Welke inspanning zou de federale overheid kunnen doen om al deze moeilijkheden enigszins te compenseren? Ze zou meer overheidsopdrachten kunnen toewijzen aan kmo’s, zodat deze er toch een graantje van kunnen meepikken. Helaas, ook dat is ijdele hoop, want het aantal overheidsopdrachten dat werd gegund aan Belgische kmo’s blijft dalen. Geen wonder dat ze dus steeds minder offertes indienen: terwijl kleine ondernemingen (<50 werknemers) in 2015 een gezamenlijk aandeel van 58,3 procent hadden qua verzonden offertes, daalde dit in 2022 naar 46,5 procent. Ook op dat vlak zit het hun niet mee.
Geen dag te vroeg
Voor de kmo’s komt het einde van Vivaldi I geen dag te vroeg. Na zo veel stokken in de wielen duim ik samen met hen voor een andere regering. Eentje die wél stilstaat bij hun wensen en noden, en die de economie niet langzaam dood laat bloeden.

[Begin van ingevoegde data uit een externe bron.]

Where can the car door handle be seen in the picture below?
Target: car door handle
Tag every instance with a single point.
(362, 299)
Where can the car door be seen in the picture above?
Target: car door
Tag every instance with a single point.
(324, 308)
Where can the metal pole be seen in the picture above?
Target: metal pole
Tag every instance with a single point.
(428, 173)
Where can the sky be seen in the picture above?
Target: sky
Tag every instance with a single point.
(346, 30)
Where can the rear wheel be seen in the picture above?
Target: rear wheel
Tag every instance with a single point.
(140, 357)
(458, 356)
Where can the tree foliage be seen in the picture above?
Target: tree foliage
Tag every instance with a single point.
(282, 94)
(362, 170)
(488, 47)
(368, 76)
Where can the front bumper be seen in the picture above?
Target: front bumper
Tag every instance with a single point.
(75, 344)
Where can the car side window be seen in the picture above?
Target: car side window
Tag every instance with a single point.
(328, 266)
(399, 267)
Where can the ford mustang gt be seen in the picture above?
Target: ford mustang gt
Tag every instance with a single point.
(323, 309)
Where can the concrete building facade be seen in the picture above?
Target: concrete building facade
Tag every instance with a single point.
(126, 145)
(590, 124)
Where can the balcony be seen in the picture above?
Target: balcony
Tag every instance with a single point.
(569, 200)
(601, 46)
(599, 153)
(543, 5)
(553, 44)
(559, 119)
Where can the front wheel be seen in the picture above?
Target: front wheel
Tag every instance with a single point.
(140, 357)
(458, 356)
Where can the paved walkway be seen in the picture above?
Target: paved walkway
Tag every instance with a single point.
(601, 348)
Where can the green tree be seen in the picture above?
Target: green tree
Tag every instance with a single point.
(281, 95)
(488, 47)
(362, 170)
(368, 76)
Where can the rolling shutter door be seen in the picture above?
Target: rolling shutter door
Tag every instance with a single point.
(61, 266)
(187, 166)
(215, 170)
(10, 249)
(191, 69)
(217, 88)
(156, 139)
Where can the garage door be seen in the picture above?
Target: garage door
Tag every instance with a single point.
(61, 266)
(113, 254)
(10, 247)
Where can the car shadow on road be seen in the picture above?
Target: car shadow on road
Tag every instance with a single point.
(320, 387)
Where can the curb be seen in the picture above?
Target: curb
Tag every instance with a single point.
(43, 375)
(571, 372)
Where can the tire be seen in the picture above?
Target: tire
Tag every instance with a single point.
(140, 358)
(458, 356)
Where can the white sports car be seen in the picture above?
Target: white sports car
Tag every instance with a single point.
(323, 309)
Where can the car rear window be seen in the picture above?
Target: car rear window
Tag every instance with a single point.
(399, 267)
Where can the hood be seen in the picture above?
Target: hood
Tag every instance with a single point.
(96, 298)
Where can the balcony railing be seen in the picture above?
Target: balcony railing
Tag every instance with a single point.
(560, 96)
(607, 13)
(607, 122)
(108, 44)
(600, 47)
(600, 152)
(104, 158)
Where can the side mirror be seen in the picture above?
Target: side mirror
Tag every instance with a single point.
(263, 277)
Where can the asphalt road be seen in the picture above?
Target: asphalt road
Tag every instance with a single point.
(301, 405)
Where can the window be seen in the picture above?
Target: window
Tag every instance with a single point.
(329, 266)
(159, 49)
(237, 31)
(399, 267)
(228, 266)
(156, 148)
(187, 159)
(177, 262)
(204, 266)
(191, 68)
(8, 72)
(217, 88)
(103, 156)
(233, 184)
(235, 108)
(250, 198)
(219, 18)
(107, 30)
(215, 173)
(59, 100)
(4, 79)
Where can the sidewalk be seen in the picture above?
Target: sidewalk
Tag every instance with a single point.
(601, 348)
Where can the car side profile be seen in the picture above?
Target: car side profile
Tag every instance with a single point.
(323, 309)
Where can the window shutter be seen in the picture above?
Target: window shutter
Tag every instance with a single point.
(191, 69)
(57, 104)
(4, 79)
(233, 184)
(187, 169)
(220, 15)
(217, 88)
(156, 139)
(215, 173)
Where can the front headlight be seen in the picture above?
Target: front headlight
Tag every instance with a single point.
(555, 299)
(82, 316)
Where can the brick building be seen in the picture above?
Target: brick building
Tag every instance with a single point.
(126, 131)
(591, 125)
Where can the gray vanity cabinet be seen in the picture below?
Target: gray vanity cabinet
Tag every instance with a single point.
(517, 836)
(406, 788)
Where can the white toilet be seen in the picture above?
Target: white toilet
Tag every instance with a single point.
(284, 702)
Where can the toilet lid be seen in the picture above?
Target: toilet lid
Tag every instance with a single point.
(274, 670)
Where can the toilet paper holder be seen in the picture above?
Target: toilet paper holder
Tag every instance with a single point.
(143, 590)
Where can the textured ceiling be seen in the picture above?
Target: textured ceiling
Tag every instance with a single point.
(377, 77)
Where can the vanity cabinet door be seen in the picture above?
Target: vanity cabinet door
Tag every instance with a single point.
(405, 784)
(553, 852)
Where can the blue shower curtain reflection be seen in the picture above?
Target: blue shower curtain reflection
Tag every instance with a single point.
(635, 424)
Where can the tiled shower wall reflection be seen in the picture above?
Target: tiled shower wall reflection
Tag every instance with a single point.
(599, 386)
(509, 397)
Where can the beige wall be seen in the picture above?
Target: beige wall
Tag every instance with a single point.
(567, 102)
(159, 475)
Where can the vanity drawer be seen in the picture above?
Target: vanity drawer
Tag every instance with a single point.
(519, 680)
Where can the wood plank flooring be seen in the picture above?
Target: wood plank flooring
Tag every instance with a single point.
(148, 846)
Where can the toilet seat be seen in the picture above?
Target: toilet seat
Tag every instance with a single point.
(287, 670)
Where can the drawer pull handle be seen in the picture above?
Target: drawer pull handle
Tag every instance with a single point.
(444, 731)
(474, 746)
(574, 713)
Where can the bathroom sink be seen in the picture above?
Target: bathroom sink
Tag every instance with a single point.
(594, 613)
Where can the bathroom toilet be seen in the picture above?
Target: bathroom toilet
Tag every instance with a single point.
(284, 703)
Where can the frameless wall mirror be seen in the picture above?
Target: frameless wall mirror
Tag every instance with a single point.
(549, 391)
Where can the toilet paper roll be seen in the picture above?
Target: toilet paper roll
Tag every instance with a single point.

Sta me toe enkele aanbevelingen te doen. Versterk de concurrentiekracht en werk de hoge loonkosten weg. Onze bedrijven zien hun uurloonkosten door de automatische loonindex sterker stijgen dan die in de buurlanden. Tel daarbij de hogere inflatie en je weet dat er een loonkostenhandicap gaande is. Verlaag de belastingdruk op arbeid, want die is problematisch voor zowel werknemers als werkgevers. Investeer in innovatie, onderzoek en ontwikkeling. Stimuleer het ondernemerschap al van in het onderwijs en zet alles in het werk om startende ondernemers te ondersteunen. Doen we dat niet, dan riskeren we een verarming van ons kmo-landschap, en bijgevolg van onze hele economische welvaart.